Na travessia recursiva de uma árvore de diretórios é necessário ainda ter em conta duas situações particulares. A primeira está relacionada com os diretórios .
(ponto) e ..
(ponto ponto), que conforme anteriormente foi visto, correspondem respetivamente ao diretório corrente e ao diretório pai. Dadas as especificidades desses diretórios, torna-se necessário ignorá-los em termos de travessia recursiva. De facto, caso se considerasse o diretório .
para efeitos de travessia, chamando recursivamente a função dir_recursivo
com .
, cair-se-ia num ciclo sem fim, preso no diretório corrente. Na prática, a aplicação terminaria devido a um excessivo nível de recursividade materializado com um transbordo de pilha ou stack overflow na designação anglo-saxónica (Chris Anley, 2007). Similarmente, o diretório ..

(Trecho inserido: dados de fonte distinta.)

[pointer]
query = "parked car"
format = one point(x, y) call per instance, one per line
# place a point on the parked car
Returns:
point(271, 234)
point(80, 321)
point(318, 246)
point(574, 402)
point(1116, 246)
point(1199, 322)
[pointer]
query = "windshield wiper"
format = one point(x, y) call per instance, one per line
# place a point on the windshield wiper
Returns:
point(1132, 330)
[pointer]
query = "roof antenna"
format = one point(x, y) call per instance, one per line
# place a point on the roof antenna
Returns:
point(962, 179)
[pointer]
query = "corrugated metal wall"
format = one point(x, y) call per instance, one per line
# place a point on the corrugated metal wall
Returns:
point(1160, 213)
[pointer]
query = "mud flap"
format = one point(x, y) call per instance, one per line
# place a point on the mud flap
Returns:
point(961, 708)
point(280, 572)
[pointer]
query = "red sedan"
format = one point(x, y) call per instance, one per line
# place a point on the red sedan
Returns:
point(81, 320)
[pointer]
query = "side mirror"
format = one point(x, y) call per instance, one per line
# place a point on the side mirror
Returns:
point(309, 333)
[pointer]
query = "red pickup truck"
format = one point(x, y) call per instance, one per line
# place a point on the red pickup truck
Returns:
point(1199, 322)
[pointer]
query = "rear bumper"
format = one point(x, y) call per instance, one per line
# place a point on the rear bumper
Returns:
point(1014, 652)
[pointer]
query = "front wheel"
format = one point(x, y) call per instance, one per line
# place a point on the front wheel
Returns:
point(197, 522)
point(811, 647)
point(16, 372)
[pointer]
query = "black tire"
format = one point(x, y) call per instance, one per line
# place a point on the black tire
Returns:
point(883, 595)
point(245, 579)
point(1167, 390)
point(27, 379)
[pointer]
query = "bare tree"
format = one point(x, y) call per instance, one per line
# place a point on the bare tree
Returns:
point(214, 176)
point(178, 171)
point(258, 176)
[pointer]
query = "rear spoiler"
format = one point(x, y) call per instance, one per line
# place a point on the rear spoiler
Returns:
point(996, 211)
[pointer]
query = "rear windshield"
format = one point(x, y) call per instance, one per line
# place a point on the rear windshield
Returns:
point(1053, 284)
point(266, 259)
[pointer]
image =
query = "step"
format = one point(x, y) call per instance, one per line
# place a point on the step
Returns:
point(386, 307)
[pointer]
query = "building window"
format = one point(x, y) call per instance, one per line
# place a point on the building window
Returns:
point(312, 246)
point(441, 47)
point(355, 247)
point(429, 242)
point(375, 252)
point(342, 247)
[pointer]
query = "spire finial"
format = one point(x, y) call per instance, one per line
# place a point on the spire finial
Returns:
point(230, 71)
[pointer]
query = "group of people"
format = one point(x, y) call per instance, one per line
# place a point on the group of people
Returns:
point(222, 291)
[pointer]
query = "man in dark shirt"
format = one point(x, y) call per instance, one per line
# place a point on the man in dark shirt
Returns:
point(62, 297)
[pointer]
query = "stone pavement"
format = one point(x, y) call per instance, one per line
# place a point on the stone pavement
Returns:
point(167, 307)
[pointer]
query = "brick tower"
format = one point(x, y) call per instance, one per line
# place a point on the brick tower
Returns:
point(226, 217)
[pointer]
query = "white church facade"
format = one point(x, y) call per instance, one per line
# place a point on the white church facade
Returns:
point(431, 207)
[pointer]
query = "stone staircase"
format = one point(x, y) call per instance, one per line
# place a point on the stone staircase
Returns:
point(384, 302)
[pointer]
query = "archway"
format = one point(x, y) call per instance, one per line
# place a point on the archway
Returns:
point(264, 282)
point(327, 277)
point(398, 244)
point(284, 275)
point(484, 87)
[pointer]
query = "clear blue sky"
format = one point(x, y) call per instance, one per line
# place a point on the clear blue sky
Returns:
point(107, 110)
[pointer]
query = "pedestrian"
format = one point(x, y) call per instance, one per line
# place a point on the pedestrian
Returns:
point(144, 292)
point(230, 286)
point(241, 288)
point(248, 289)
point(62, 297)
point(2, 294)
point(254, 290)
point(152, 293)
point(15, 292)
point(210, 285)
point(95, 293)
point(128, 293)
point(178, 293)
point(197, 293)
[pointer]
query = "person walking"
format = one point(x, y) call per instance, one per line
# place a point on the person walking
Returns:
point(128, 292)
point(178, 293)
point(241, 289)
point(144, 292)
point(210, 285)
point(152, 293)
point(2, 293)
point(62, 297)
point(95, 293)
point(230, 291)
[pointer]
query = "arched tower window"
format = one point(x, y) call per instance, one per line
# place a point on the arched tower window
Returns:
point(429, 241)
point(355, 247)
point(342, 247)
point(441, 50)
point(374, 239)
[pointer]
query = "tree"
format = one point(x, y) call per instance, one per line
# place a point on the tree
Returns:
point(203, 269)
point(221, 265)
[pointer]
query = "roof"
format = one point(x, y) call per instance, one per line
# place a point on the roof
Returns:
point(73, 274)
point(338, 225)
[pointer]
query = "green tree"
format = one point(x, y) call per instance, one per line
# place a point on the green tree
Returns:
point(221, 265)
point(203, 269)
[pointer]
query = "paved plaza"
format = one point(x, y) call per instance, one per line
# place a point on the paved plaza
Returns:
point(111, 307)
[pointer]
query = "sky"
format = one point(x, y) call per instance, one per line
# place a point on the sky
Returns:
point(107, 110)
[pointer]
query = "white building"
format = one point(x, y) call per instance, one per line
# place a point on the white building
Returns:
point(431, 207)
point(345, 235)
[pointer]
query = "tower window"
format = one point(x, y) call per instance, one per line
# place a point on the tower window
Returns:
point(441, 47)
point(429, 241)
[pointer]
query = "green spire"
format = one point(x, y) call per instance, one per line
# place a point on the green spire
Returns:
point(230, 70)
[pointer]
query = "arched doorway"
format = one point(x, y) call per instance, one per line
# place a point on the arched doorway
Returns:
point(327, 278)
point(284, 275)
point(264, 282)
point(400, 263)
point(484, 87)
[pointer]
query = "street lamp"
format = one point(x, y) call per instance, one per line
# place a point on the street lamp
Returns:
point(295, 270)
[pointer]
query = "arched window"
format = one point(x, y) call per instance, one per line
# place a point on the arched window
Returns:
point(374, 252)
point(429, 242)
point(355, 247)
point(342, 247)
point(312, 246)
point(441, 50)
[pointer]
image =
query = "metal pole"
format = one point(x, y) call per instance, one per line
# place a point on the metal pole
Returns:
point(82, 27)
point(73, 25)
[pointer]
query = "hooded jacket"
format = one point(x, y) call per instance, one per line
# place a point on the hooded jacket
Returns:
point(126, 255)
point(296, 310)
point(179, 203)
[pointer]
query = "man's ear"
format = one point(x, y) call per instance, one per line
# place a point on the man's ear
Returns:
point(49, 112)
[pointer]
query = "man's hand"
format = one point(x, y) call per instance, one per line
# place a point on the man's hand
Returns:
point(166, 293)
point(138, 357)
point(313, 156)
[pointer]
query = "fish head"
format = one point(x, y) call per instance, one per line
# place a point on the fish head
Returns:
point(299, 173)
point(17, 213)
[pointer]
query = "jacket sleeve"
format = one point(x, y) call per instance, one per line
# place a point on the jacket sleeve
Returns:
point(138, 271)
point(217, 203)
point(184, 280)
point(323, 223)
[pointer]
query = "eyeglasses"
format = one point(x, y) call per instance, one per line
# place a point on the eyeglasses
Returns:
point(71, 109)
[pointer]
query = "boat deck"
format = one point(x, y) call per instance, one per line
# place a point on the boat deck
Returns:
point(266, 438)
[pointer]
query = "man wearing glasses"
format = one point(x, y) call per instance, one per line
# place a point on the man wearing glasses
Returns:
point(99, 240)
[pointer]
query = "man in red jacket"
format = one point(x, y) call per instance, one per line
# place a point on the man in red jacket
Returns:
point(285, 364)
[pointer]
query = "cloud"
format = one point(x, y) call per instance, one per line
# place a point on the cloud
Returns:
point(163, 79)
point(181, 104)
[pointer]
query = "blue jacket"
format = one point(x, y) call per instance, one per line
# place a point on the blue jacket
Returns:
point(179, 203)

deve ser ignorado, pois levaria o controlo de execução para o diretório ascendente, impedindo o normal processamento do diretório corrente e respetivos subdiretórios. O ignorar dos diretórios .
e ..
para efeitos de travessia consegue-se comparando o nome do novo diretório a visitar com .
e ..
, comparação efetuada através da função strcmp
.
A segunda situação a acautelar está relacionada com ligações simbólicas. Assim, caso seja detetada uma ligação simbólica para um diretório, essa mesma deve ser ignorada, caso contrário corre-se o risco de se saltar para outra árvore de diretório, interrompendo a travessia pretendida. A necessidade de deteção de uma ligação simbólica requer o uso da função lstat
que, conforme anteriormente referido, no caso de uma ligação simbólica devolve os metadados referentes à ligação simbólica e não ao recurso (diretório/ficheiro) apontado pela ligação simbólica. Desta forma, torna-se possível detetar uma ligação simbólica.
O programa dir_recursivo
mostrado na Listagem 9 efetua a travessia de todos os diretórios, ficheiros e subdiretórios de uma árvore de diretório. A raiz da árvore de diretórios deve ser indicada como o único parâmetro da linha de comandos do programa. Como é óbvio, apenas são mostrados os conteúdos para os quais o utilizador que executa a aplicação tem permissões de acesso.
Reentrância
O facto do código apresentado neste artigo usar a função não reentrante readdir
, leva a que não seja seguro usar o código em ambiente multithreaded. Contudo, no caso da função readdir
é relativamente fácil substituir o seu uso pela versão reentrante readdir_r
. Esta abordagem é deixada como exercício para os leitores, sugerindo-se a consulta do manual eletrónico (man readdir_r
).
Nota final
Este artigo abordou a travessia com busca em profundidade de uma árvore de diretórios, com o intuito de visitar todos os recursos (ficheiros, subdiretórios) dessa mesma árvore. Embora o enfoque tenha sido em diretórios, uma metodologia similar pode ser empregue, com as devidas adaptações, com outros tipos de árvores, por exemplo, árvores binárias.
Bibliografia
- Chris Anley, J. H. (2007). The Shellcoder’s Handbook: Discovering and Exploiting Security Holes (2nd ed.). Wiley Publishing, Inc.
- Knuth, D. (1968). The Art of Computer Programming, volume 1: Fundamental Algorithms. Addison-Wesley.